Divorce can be a sea of hurt, pain, and anger. Added to the grief of losing a loved one, it feels like chaos around and within you at a time when you lose all your points of reference; when the unknown and uncertainty replace stability and familiarity. The first issue to address is the management of this crisis, getting and asking for all the help and goodwill you can from those around. This helps you to secure your surrounding on a practical, technical, relational level. To find peace it’s important you re-create a more stable base and get a new focus in your life; this should be finding a place where you feel comfortable, making it your home, concentrating on your job, scheduling the kids’ time with you, planning for holidays, socialising with your friends, doing sports etc.

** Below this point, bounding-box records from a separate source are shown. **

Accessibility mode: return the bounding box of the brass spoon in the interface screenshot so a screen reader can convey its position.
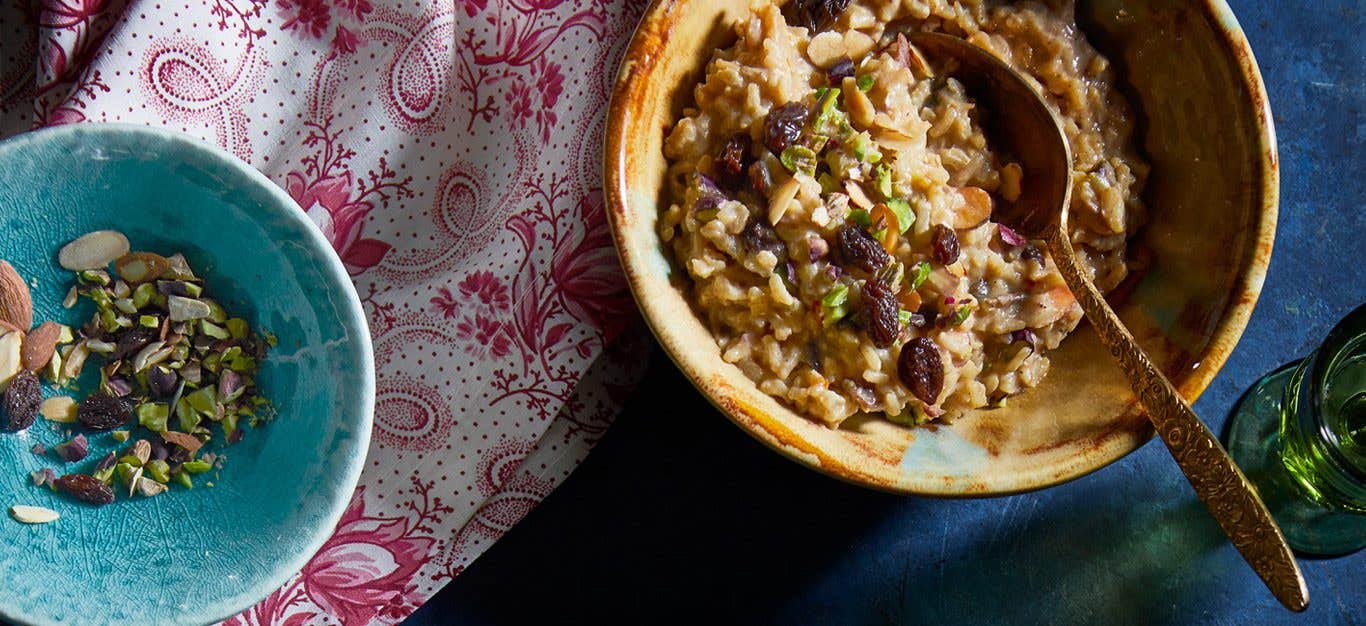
[910,33,1309,611]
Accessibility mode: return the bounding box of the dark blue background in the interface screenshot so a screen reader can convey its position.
[410,0,1366,626]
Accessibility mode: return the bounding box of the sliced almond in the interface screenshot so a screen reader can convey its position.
[38,395,76,424]
[131,439,152,463]
[57,231,130,272]
[769,176,802,226]
[949,187,992,231]
[22,321,61,372]
[806,30,844,70]
[167,295,213,321]
[0,261,33,331]
[844,180,873,210]
[844,30,877,60]
[128,465,142,498]
[10,504,61,523]
[0,331,23,392]
[840,77,877,128]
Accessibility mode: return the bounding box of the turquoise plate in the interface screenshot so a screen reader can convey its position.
[0,124,374,625]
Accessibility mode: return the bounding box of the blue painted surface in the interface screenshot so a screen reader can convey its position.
[410,0,1366,625]
[0,124,374,625]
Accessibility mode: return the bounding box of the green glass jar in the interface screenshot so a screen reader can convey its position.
[1228,305,1366,556]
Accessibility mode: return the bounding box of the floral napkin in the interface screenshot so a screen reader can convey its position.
[0,0,645,625]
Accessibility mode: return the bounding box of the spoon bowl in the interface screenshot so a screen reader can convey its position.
[908,33,1309,611]
[907,31,1072,239]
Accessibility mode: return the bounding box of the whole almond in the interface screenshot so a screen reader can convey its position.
[57,231,128,272]
[0,261,33,331]
[23,321,61,372]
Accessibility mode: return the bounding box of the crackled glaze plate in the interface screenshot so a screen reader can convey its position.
[0,124,374,625]
[604,0,1279,496]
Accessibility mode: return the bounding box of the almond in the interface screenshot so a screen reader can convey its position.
[10,504,61,523]
[0,332,23,392]
[23,321,61,372]
[0,261,33,331]
[57,231,130,272]
[951,187,992,231]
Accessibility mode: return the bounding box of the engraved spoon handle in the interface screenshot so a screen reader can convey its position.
[1044,224,1309,611]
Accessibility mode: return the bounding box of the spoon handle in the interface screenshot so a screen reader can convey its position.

The second point is to acknowledge how you feel, recognising that there is a huge void in your life, an empty space of “things” that you once had but have no more. The question of why it happened, your share of responsibility and how to avoid repeating the same mistake with the lessons to be “learned” from that “experience” will come in their own time. Success is often built on a sequence of events not quite going the way you thought they would but it’s what you do with them, how you transform and use those “failures”, that allow you achieve your goals. It’s the same for relationships that have ended. They help you to be clearer about what matters to you, a springboard for trying things differently.
Thirdly, in a quiet moment, I would invite you to face your cliff and look around it. What do you see? How do you feel? What does it do to you? Observe these signs – both physical and emotional – closely, and don’t run. Welcoming these feelings, rather than suppressing them, will lead you to the path for finding inner calm, similar to meditation.
You’re deeply hurt. It takes time to find peace again and if you’re alone, you may need to be helped along the way. Don’t be afraid of a therapist: a professionally-trained listener can really help you unload and move on.